Thursday, April 23, 2020

Quilts in the Dutch Fork

The New Jersey quilt project came across this quilt far from its original home.

Estimated date 1875-1900

The New Jerseyite who brought it in for documentation had inherited a group of quilts from an uncle. She attributed this one to Mrs. John Kennerly Kneice of Batesburg, South Carolina.

Similar quilt from the same group, same time period.
Attributed to her grandfather Mr. John Kennerly Kniece, Batesburg
Two of these quilts had labels on the reverse indicating they'd once
been exhibited in a museum in "Raleigh South Carolina."
Surely a typo as there is no Raleigh in South Carolina.
It's undoubtedly North Carolina.
But the rest of that label remains a mystery.

 This Capital T attributed to Mrs. John Kennaly Kneece.
Brown prints again indicate 1875-1900 period.

The transition from word of mouth during the interview to computerized information seems to have been iffy.
Nine-patch with neon black prints, grays and an
emphasis on blue rather than brown. Looks later, early 20th century.

We call these pink and green and black prints Neons today.
In the early 20th century they were "Black Novelty Prints"

Attributed to Mrs.
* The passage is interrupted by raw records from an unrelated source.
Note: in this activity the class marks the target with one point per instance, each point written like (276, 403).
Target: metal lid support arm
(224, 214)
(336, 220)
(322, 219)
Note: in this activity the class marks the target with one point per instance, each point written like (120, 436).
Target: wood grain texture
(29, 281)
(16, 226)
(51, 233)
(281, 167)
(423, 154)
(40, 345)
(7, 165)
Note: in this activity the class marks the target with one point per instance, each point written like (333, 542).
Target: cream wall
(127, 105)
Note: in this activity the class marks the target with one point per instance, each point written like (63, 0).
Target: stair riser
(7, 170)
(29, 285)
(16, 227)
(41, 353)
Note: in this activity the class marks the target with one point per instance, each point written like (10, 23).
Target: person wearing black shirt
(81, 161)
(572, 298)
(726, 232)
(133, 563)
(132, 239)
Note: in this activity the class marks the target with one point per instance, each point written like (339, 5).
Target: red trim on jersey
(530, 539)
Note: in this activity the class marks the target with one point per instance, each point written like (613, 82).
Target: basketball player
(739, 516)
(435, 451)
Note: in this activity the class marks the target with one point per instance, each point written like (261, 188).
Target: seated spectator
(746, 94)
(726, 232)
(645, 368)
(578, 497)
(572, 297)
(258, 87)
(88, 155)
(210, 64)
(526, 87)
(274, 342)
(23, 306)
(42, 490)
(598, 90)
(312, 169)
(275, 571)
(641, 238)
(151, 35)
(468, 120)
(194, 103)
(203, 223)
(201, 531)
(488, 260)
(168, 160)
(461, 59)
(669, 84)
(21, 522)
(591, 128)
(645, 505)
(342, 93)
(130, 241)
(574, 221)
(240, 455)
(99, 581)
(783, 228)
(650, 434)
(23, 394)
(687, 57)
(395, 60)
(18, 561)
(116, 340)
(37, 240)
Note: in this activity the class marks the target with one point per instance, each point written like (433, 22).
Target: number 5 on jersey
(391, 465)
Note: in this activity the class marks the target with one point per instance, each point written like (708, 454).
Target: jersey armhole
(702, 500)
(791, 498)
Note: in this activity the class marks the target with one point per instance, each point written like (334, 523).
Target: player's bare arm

John Kannerly Kneech
This Endless Chain is obviously later, from the color scheme and prints
1940 - 1960?

Kneice, Kneech, Kneece
What can we find out today about Mrs. K in Batesburg?

It didn't take long to find Louisa Drusilla Kneece
(That's a c at the end of Kneece)

Louisa Lowman Kneece 1834-1916
Her husband was Dr. John Kennerly Kneece (1818-1898)

The latest quilt could not have been made by Louisa
as she died in 1916, but it is likely she made the others
(even the one attributed to her husband.)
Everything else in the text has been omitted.